Cancer Res. 1998 Mar 15;58(6):1087-9.
Analysis of two human familial cancer syndromes, hereditary nonpolyposis colorectal cancer and familial adenomatous polyposis, indicates that mutations in either one of four DNA mismatch repair gene homologues or the adenomatous polyposis coli (APC) gene, respectively, are important for the development of colorectal cancer. To further investigate the role of DNA mismatch repair in intestinal tumorigenesis, we generated mice with mutations in both Apc and the DNA mismatch repair gene, Pms2. Whereas Pms2-deficient mice do not develop intestinal tumors, mice deficient in Pms2 and heterozygous for Min, an allele of Apc, develop approximately three times the number of small intestinal adenomas and four times the number of colon adenomas relative to Min and Pms2+/-;Min mice. Although Pms2 deficiency clearly increases adenoma formation in the Min background, histological analysis indicated no clear evidence for progression to carcinoma.

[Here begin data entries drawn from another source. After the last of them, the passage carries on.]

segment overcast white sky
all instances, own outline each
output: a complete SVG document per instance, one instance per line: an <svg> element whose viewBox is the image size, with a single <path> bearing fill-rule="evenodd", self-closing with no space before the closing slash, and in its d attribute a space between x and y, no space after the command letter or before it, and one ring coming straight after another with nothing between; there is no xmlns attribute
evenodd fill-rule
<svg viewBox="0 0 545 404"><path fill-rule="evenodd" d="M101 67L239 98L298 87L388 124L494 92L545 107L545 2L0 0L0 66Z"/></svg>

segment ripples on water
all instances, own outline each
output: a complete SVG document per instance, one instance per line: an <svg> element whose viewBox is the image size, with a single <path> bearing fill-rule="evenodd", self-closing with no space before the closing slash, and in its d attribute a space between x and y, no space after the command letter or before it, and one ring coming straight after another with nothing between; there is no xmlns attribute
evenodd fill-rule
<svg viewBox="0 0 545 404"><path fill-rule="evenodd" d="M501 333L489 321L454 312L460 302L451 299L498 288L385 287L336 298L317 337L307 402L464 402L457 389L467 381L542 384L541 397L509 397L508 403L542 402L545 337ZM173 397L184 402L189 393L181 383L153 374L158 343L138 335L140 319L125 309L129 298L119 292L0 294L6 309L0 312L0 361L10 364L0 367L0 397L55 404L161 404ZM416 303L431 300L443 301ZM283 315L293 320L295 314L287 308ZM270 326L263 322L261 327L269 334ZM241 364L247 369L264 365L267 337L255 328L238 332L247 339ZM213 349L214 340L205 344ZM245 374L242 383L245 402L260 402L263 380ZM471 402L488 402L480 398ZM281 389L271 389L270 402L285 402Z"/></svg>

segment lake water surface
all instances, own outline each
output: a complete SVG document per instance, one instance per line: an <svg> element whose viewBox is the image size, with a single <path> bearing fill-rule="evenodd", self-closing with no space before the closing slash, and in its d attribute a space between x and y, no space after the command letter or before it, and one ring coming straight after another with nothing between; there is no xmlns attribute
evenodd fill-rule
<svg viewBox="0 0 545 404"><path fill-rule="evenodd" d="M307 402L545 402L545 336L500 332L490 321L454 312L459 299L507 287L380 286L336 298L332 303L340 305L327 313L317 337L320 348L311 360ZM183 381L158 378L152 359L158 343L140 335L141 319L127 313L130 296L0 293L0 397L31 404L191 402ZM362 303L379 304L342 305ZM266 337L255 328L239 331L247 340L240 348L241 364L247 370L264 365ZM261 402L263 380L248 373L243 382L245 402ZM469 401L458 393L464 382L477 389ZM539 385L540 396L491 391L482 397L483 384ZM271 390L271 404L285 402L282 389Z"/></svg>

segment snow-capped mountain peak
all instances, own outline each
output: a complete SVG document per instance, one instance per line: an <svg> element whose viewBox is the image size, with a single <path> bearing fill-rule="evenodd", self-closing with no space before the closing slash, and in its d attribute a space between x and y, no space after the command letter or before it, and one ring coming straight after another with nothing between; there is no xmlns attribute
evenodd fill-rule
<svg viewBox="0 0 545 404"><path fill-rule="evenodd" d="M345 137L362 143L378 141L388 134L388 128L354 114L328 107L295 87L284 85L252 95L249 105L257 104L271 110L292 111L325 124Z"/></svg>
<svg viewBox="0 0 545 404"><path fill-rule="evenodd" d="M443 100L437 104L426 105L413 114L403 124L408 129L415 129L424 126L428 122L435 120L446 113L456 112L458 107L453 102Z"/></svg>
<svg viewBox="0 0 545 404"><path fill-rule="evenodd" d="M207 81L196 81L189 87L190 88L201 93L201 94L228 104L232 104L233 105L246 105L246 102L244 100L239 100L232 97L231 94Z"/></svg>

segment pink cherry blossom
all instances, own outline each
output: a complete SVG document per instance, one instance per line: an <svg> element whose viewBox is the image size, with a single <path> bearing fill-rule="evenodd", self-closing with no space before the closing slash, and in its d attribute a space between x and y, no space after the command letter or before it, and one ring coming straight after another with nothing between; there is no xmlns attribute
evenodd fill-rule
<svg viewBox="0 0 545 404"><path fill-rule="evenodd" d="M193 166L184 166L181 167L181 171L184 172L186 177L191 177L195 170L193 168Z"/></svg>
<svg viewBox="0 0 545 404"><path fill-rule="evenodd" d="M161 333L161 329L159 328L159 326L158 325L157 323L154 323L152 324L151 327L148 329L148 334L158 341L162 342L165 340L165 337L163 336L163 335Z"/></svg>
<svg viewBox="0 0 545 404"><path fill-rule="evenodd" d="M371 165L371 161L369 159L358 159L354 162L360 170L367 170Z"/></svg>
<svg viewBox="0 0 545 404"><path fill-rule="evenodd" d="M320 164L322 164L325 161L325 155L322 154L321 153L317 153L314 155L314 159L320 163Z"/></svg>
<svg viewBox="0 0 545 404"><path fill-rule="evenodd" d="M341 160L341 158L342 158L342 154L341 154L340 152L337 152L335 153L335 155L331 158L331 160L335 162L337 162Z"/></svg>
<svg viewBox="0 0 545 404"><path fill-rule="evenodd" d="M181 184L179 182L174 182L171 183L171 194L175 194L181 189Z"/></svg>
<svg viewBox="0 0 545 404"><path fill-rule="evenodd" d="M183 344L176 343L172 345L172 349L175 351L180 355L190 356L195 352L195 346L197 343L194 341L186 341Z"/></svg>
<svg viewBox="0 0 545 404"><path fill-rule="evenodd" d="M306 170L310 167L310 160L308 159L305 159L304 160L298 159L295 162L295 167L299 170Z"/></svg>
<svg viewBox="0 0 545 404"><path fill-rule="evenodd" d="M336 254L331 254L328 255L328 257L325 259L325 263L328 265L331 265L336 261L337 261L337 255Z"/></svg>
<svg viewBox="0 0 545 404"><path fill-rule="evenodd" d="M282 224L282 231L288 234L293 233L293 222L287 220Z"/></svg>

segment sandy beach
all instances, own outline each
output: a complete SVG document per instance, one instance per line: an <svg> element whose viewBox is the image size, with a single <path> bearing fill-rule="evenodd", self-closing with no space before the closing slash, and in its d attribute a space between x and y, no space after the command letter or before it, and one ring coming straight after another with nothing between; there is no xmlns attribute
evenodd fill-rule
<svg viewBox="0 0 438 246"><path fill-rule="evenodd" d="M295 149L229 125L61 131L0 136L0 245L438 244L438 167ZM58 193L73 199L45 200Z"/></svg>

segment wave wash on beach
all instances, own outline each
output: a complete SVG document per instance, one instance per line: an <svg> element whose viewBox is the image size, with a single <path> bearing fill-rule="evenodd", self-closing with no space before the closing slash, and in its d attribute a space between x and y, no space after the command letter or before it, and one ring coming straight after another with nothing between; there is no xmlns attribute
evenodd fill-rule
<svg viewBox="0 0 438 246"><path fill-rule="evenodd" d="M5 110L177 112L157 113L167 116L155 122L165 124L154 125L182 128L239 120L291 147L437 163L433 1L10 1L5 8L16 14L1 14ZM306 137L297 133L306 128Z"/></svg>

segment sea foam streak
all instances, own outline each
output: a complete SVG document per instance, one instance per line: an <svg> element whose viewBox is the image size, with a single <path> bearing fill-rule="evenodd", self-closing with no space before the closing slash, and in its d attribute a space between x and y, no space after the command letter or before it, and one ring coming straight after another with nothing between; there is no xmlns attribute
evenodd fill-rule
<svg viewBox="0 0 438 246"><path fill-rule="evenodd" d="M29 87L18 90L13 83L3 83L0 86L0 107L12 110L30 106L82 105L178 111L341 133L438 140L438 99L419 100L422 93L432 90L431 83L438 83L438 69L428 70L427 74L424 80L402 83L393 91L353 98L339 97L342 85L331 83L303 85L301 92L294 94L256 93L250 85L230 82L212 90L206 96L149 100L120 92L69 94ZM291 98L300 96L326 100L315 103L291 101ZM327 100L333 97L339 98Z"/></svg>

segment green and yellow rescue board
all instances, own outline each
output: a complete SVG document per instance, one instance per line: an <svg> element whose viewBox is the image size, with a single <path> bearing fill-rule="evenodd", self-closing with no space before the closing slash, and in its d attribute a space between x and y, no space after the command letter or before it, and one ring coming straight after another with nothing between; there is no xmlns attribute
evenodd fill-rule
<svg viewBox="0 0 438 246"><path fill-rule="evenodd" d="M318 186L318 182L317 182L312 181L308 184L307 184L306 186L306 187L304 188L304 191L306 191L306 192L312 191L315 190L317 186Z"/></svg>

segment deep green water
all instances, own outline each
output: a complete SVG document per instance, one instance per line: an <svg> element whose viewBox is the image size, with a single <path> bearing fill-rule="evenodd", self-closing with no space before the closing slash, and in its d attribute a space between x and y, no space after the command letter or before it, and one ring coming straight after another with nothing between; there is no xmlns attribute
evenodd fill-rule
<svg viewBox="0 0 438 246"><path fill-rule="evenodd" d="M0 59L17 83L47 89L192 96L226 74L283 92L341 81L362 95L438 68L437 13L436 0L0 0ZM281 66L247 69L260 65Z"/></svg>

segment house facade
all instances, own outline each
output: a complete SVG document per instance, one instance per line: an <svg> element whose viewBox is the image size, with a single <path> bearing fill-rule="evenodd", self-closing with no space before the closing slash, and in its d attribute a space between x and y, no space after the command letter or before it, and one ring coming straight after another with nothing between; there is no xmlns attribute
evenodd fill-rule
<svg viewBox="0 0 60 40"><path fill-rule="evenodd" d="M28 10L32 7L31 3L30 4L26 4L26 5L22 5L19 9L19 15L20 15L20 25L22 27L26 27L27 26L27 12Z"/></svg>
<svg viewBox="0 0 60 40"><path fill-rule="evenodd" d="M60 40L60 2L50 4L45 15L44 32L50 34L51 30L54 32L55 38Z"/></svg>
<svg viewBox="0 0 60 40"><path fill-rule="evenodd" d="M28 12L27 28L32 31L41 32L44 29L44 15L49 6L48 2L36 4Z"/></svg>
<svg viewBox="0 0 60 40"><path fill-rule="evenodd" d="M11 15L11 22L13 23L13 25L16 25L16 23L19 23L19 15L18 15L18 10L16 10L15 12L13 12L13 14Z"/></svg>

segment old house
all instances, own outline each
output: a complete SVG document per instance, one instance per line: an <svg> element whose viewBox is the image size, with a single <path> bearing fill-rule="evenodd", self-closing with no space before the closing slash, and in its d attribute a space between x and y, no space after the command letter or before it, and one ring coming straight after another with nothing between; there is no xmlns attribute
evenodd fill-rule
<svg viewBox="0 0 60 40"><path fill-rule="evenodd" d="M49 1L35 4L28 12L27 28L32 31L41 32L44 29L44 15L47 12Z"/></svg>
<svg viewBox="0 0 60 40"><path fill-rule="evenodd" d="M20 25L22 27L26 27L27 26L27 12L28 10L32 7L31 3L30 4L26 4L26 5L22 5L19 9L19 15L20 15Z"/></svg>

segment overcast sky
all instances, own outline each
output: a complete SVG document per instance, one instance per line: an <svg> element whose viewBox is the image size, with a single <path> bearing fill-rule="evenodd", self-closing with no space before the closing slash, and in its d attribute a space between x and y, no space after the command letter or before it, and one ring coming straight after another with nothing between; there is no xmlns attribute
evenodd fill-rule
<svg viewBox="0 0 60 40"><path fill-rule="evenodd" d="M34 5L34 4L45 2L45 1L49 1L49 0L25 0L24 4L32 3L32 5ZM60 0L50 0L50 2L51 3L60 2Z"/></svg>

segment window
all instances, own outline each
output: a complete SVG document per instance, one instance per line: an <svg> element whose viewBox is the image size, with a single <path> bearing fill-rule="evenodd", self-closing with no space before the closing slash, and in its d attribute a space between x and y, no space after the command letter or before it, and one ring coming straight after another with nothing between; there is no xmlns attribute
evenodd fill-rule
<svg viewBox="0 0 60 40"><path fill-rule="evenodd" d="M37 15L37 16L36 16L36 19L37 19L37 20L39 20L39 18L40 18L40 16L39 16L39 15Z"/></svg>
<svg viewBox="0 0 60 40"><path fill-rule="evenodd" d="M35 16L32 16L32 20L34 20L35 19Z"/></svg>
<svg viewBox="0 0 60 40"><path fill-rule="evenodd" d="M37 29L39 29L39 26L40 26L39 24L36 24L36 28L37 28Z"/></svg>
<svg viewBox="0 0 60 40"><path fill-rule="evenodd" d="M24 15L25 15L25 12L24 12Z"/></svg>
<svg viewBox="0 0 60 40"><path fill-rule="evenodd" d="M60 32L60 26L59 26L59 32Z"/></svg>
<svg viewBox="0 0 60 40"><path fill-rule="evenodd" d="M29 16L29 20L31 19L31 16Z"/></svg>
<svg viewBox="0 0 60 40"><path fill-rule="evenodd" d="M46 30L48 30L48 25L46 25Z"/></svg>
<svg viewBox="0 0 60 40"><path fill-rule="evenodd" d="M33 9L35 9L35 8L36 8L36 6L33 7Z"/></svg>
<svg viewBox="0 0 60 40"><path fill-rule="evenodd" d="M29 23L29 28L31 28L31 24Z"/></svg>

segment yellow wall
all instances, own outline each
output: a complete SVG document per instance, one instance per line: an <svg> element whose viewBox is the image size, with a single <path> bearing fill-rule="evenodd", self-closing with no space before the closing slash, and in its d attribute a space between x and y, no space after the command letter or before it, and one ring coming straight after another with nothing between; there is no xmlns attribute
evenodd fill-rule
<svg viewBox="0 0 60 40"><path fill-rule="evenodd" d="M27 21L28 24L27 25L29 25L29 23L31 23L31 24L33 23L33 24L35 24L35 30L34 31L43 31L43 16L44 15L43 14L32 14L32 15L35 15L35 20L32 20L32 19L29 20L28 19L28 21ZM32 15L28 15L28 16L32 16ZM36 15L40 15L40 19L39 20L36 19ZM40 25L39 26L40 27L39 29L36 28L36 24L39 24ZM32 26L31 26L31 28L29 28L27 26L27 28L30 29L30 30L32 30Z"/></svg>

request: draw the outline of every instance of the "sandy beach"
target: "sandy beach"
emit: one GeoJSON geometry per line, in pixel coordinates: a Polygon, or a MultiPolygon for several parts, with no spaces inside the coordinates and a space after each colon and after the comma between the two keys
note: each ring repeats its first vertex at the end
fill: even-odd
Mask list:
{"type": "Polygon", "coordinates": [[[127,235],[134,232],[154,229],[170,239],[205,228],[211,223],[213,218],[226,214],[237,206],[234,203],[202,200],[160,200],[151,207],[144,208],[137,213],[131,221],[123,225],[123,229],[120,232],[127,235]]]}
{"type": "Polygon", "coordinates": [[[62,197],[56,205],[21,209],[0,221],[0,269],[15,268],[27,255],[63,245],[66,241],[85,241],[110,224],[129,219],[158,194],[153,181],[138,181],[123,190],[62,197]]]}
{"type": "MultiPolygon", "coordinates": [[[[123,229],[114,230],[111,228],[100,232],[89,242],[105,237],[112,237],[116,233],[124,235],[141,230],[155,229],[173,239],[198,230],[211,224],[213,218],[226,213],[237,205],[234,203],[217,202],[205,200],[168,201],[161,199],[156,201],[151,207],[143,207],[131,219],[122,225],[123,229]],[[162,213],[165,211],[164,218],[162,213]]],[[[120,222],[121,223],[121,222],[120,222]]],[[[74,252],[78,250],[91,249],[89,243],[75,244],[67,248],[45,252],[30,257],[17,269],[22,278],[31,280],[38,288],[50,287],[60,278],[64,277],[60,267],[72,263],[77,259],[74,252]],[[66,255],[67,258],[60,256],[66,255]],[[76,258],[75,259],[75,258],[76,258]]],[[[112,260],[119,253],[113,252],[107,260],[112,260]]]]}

对两种人类家族性癌症综合征——遗传性非息肉病性结直肠癌和家族性腺瘤性息肉病的分析表明,四种DNA错配修复基因同源物中的任何一种发生突变,或分别是腺瘤性息肉病大肠杆菌(APC)基因发生突变,对于结直肠癌的发展都很重要。为了进一步研究DNA错配修复在肠道肿瘤发生中的作用,我们构建了Apc和DNA错配修复基因Pms2均发生突变的小鼠。虽然Pms2缺陷型小鼠不会发生肠道肿瘤,但Pms2缺陷且携带Apc等位基因Min杂合子的小鼠,相对于Min和Pms2+/-;Min小鼠,发生的小肠腺瘤数量约为其三倍,结肠腺瘤数量约为其四倍。虽然Pms2缺陷在Min背景下明显增加了腺瘤形成,但组织学分析表明没有明显的进展为癌的证据。